1-10-2020 < Attack the System 47 300 words
 

On the other hand, a lot of white supremacist groups probably wouldn’t exist without all the moles in their ranks who keep their membership going.


By Alice Speri


The Intercept



The FBI has long been concerned about the infiltration of law enforcement by white supremacist groups and its impact on police abuse and tolerance of racism, the unredacted version of a previously circulated document reveals.


The FBI threat assessment report was released by Rep. Jamie Raskin, chair of the House Committee on Oversight and Reform’s Civil Rights and Civil Liberties Subcommittee, ahead of a hearing about the white supremacist infiltration of local police departments scheduled for Tuesday.


A heavily redacted version of the 2006 document had previously been published, one of a handful of documents revealing federal officials’ growing concern with white supremacists’ “historical” interest in “infiltrating law enforcement communities or recruiting law enforcement personnel.” A different internal document obtained by The Intercept in 2017 had also noted that “domestic terrorism investigations focused on militia extremists, white supremacist extremists, and sovereign citizen extremists often have identified active links to law enforcement officers.”

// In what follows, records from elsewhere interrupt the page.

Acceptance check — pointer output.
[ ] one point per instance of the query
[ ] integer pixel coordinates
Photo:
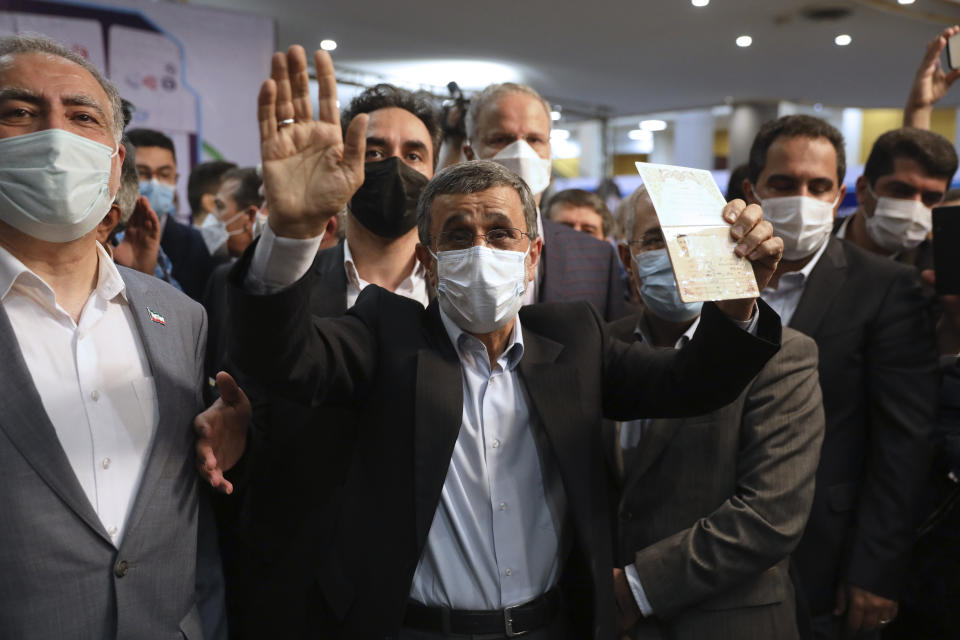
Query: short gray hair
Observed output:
(129, 190)
(474, 177)
(490, 95)
(34, 43)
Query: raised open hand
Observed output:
(222, 433)
(930, 83)
(141, 239)
(310, 170)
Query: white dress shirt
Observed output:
(94, 381)
(785, 298)
(495, 537)
(414, 286)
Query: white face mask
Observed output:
(215, 234)
(802, 222)
(658, 288)
(54, 185)
(519, 157)
(481, 289)
(898, 225)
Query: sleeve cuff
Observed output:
(279, 262)
(750, 326)
(637, 589)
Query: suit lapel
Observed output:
(438, 416)
(656, 436)
(26, 424)
(554, 392)
(156, 340)
(328, 297)
(822, 286)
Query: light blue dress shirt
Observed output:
(495, 540)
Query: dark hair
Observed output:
(930, 150)
(384, 96)
(205, 178)
(794, 127)
(473, 177)
(151, 138)
(247, 192)
(582, 198)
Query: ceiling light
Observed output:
(643, 140)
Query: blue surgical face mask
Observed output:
(159, 194)
(659, 288)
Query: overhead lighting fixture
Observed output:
(643, 140)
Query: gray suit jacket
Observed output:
(62, 578)
(713, 505)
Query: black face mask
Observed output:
(386, 202)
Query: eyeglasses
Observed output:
(507, 238)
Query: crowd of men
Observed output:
(374, 387)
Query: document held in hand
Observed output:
(690, 206)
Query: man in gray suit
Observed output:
(712, 506)
(101, 371)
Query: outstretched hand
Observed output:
(222, 433)
(930, 83)
(310, 170)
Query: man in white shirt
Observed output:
(102, 371)
(878, 374)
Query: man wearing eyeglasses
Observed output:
(475, 503)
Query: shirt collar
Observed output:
(642, 331)
(109, 282)
(462, 341)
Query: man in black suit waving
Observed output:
(476, 484)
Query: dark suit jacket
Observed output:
(713, 505)
(188, 254)
(878, 373)
(392, 360)
(575, 266)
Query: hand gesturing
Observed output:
(309, 170)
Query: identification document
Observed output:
(690, 206)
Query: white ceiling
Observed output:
(641, 56)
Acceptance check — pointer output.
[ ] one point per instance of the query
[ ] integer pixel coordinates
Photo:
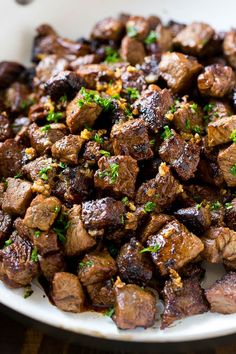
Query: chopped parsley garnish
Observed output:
(151, 38)
(167, 133)
(149, 207)
(153, 249)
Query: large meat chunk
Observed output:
(67, 149)
(153, 105)
(133, 265)
(182, 301)
(42, 212)
(77, 238)
(134, 307)
(17, 196)
(117, 174)
(177, 247)
(67, 292)
(183, 157)
(227, 163)
(96, 267)
(178, 70)
(194, 38)
(222, 294)
(131, 138)
(17, 265)
(216, 81)
(220, 130)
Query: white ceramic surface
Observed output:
(74, 18)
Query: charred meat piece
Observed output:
(183, 157)
(17, 196)
(153, 105)
(67, 149)
(134, 307)
(77, 238)
(67, 292)
(100, 213)
(42, 212)
(177, 247)
(96, 267)
(117, 174)
(131, 138)
(216, 80)
(133, 265)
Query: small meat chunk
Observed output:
(133, 265)
(219, 131)
(96, 267)
(134, 307)
(131, 138)
(132, 50)
(17, 268)
(153, 105)
(100, 213)
(77, 238)
(183, 157)
(216, 80)
(183, 301)
(226, 161)
(117, 174)
(177, 247)
(222, 294)
(17, 196)
(108, 29)
(194, 38)
(77, 117)
(42, 212)
(178, 70)
(67, 149)
(67, 292)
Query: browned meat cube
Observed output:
(51, 263)
(18, 267)
(161, 190)
(133, 265)
(42, 212)
(17, 196)
(178, 70)
(194, 38)
(77, 117)
(102, 294)
(183, 157)
(117, 174)
(67, 292)
(177, 247)
(153, 106)
(138, 27)
(216, 81)
(222, 294)
(229, 46)
(96, 267)
(131, 138)
(219, 131)
(132, 50)
(11, 158)
(134, 307)
(227, 164)
(182, 301)
(197, 220)
(5, 128)
(42, 140)
(67, 149)
(77, 238)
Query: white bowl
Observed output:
(74, 18)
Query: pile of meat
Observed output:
(118, 169)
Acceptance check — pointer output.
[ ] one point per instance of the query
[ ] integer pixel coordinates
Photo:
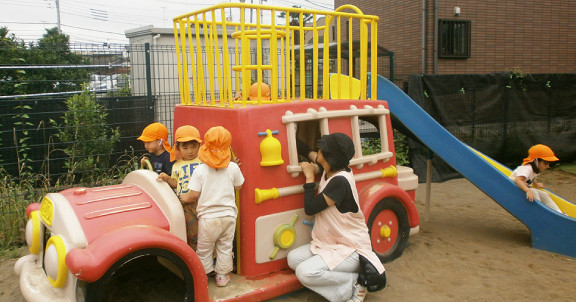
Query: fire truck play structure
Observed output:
(81, 238)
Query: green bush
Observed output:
(87, 137)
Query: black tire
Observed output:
(389, 215)
(139, 277)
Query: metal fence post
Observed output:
(149, 102)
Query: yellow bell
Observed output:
(389, 172)
(271, 150)
(262, 195)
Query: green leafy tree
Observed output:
(12, 52)
(53, 49)
(84, 130)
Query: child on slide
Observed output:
(538, 160)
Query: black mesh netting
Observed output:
(500, 114)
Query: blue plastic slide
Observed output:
(550, 231)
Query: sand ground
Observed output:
(469, 249)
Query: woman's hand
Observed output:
(530, 195)
(308, 170)
(163, 176)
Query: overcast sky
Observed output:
(100, 21)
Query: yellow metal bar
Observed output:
(181, 78)
(326, 63)
(218, 65)
(315, 62)
(188, 35)
(339, 54)
(274, 61)
(374, 61)
(363, 57)
(202, 92)
(350, 55)
(208, 37)
(185, 63)
(245, 60)
(302, 58)
(227, 97)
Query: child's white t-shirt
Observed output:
(216, 187)
(526, 171)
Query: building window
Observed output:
(454, 38)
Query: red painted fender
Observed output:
(91, 263)
(373, 193)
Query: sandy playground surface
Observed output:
(470, 249)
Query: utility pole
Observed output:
(58, 16)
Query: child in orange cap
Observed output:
(538, 160)
(155, 138)
(185, 154)
(213, 184)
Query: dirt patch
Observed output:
(470, 249)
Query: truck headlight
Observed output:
(54, 261)
(34, 230)
(47, 210)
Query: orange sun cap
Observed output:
(156, 131)
(253, 92)
(215, 152)
(540, 151)
(184, 134)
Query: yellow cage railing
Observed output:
(224, 62)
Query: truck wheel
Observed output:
(137, 277)
(389, 229)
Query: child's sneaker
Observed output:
(222, 280)
(359, 293)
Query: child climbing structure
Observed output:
(271, 100)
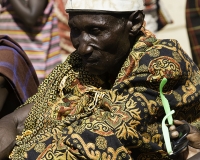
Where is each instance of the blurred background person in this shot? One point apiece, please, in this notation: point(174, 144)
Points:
point(156, 15)
point(64, 30)
point(192, 13)
point(33, 24)
point(18, 79)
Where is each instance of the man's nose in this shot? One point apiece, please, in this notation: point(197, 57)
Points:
point(84, 44)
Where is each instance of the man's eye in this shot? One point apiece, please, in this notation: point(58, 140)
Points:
point(75, 30)
point(95, 31)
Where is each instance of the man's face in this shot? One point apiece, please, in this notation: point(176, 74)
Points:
point(101, 40)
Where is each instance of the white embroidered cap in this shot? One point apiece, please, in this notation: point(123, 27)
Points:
point(104, 5)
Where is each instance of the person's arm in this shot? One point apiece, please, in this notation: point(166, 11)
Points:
point(193, 137)
point(10, 126)
point(3, 92)
point(30, 13)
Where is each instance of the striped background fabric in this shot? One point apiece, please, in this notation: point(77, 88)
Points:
point(193, 28)
point(16, 68)
point(41, 44)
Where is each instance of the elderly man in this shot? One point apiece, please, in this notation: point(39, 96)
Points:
point(103, 102)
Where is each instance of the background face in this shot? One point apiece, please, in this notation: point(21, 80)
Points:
point(101, 40)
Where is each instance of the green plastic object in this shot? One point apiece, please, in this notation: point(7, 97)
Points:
point(167, 117)
point(165, 101)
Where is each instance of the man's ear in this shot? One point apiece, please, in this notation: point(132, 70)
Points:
point(136, 20)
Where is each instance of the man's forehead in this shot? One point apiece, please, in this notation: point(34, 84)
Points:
point(104, 5)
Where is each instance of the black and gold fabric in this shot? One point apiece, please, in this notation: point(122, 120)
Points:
point(75, 117)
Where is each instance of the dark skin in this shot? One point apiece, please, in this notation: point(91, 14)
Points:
point(103, 44)
point(3, 92)
point(29, 12)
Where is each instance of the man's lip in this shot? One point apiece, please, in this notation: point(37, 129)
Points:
point(89, 60)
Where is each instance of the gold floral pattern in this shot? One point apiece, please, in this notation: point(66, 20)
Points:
point(125, 120)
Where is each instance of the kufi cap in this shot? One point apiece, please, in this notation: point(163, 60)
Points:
point(104, 5)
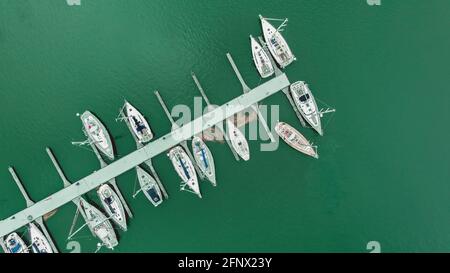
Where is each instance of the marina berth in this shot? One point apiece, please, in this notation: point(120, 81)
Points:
point(277, 45)
point(39, 243)
point(98, 224)
point(238, 140)
point(112, 205)
point(295, 139)
point(185, 170)
point(15, 244)
point(204, 159)
point(138, 123)
point(306, 104)
point(98, 134)
point(261, 60)
point(149, 186)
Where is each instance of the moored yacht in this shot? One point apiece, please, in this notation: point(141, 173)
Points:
point(238, 140)
point(260, 58)
point(15, 244)
point(295, 139)
point(306, 104)
point(204, 159)
point(39, 243)
point(277, 45)
point(98, 224)
point(112, 205)
point(149, 186)
point(138, 123)
point(185, 169)
point(98, 134)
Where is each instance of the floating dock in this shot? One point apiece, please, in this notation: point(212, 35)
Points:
point(150, 150)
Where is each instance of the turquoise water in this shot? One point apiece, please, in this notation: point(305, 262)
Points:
point(383, 168)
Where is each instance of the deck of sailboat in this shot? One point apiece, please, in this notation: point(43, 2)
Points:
point(139, 156)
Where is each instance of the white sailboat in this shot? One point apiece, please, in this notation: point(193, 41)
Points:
point(260, 58)
point(204, 159)
point(149, 186)
point(39, 243)
point(98, 134)
point(139, 124)
point(295, 139)
point(112, 205)
point(306, 104)
point(15, 244)
point(185, 169)
point(98, 224)
point(238, 140)
point(277, 45)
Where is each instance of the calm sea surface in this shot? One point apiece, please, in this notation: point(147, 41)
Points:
point(383, 173)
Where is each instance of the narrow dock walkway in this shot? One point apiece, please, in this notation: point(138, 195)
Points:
point(137, 157)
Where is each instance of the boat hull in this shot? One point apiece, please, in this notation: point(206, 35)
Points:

The unredacted version of the first document sheds further light on the FBI’s concerns, as early as 2006, about “self-initiated efforts by individuals, particularly among those already within law enforcement ranks, to volunteer their professional resources to white supremacist causes with which they sympathize.”


“Having personnel within law enforcement agencies has historically been and will continue to be a desired asset for white supremacist groups seeking to anticipate law enforcement interest in and actions against them,” the report notes in a section that was previously redacted.